Baca juga: Energy Watch: Hasil Survei Tambang Nikel yang Beda-beda Bisa Rusak Iklim Bisnis
“Investor di sisi hilir mnetapkan lebih rendah kadarnya dibandingkan sisi hulu dan dengan penetapan kadar yang sangat signifikan perbedaannya. Misalnya di hulu dalam kasus Morowali ditetapkan kadarnya 1,87%, sementara di smelter surveyornya menetapkan 1,5%. Ini sebetulnya perbedaan yang mengundang tanda tanya karena sangat jauh perbedaannya,” ungkap Mohammad Faisal dalam Webinar CORE Media Discusion, Selasa (12/10/2021).
Dia memaparkan, dengan adanya selisih perhitungan itu, tidak hanya merugikan pihak penambang atau pengusaha nikel melainkan juga merugikan negara. Sebagai contoh, dari selisih hitungan antara kadar 1,87% menjadi kadar 1,5% terdapat selisih sebanyak 0,37 persen.
Jika 0,37% itu dikalikan dengan Harga Patokan Mineral (HPM) dan nilai tukar rupiah ke dollar Amerika Serikat (US) pada tahun 2020 (dalam kasus tahun lalu) serta dikalikan produksi nikel sekitar 14 juta ton, maka kerugian negara dari pembayaran royalti bisa mengalami pengurangan setara Rp 400 miliar per tahun.
Baca juga: Penjualan Naik, Produsen Nikel Berbalik Untung Rp 26,3 Miliar di Semester I 2021
“Angka Rp 400 miliar per tahun itu kalau kita mengacu ke kasus tahun 2020. Dan ini baru dari royalti saja belum dari pos-pos penerimaan yang lain, bahkan ini dari satu tempat saja seperti kasus di Morowali,” ungkap Mohammad Faisal.
Di sisi lain, Sekretaris Jenderal Asosiasi Penambang Nikel Indonesia (APNI) Meidy Katrin Lengkey mencurigai adanya permainan di tingkat hilir pada saat melakukan verifikator. “Kalau mislanya antara perusahaan surveyor yang diterbitkan dengan pelabuhan muat dan bongkar terlalu jauh perbedaannya, ini ada apa?” kata Meidy.
Karena itu, ia meminta supaya pemerintah melakukan investigasi untuk mengetahui permasalahan ini.

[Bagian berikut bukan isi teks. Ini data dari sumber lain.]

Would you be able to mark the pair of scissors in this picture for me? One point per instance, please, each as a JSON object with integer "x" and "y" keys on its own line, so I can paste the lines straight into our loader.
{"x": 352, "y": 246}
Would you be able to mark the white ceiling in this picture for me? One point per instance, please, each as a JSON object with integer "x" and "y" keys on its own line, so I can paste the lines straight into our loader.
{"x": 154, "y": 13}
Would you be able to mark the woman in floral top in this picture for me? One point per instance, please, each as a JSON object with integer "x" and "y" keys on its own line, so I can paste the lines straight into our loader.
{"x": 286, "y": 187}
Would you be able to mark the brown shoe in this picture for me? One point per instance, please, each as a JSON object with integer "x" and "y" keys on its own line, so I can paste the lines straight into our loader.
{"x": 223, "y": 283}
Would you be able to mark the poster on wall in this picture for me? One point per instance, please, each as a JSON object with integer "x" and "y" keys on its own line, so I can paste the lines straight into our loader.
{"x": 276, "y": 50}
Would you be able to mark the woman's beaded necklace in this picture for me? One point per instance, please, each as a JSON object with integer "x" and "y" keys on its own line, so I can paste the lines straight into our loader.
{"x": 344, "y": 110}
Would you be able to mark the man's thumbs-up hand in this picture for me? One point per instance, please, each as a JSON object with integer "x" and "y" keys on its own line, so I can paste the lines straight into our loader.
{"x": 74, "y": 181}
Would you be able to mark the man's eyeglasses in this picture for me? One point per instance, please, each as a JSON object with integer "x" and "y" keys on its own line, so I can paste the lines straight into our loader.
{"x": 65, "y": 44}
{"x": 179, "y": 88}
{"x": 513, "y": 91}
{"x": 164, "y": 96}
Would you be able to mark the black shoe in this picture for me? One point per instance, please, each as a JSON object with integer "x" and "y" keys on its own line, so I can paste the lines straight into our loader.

Sehingga bisa diketahui apakah kesalahan selisih hitungan ini ada di pihak hulu atau di hilir.
Baca juga: Perusahaan Tambang Nikel Ini Targetkan Laba Bersih Naik 263 Persen di 2021
“Karena jika kami membayar royalti berdasar COA muat 1,8% tapi jika di COA bangkar terjadi penurunan kadar artinya perbedaan 0.1%-0.5% sudah sangat tidak worth it,” jelasnya.
Seperti diketahui, dalam Permen ESDM nomor 11 tahun 2020 tentang Perubahan Ketiga atas Peraturan Menteri ESDM Nomor 7 Tahun 2017 tentang Tata Cara Penetapan Harga Patokan Penjualan Mineral Logam dan Batubara, apabila terjadi perbedaan kadar bisa melakukan umpire untuk menunjuk pihak ketiga atau surveyor pihak ketiga.
“Sayangnya dalam praktiknya banyak perusahaan nikel juga mengajukan umpire tapi perusahaan tersebut di blacklist dan tidak bisa melaksanakan penjualan ke smelter,” tandas Meidy.
Ketika dikonfirmasi atas permasalahan ini, Direktur Pembinaan dan Pengusahaan Mineral Ditjen Minerba Kementerian ESDM, Sugeng Mujianto irit bicara. Ia hanya bilang, bahwa sampling menjadi kunci dalam proses hitung kadar nikel.
"Dalam satu volume yang besar dan heterogen maka sampling menjadi salah satu kunci utama," ujarnya, Selasa (12/10/2021).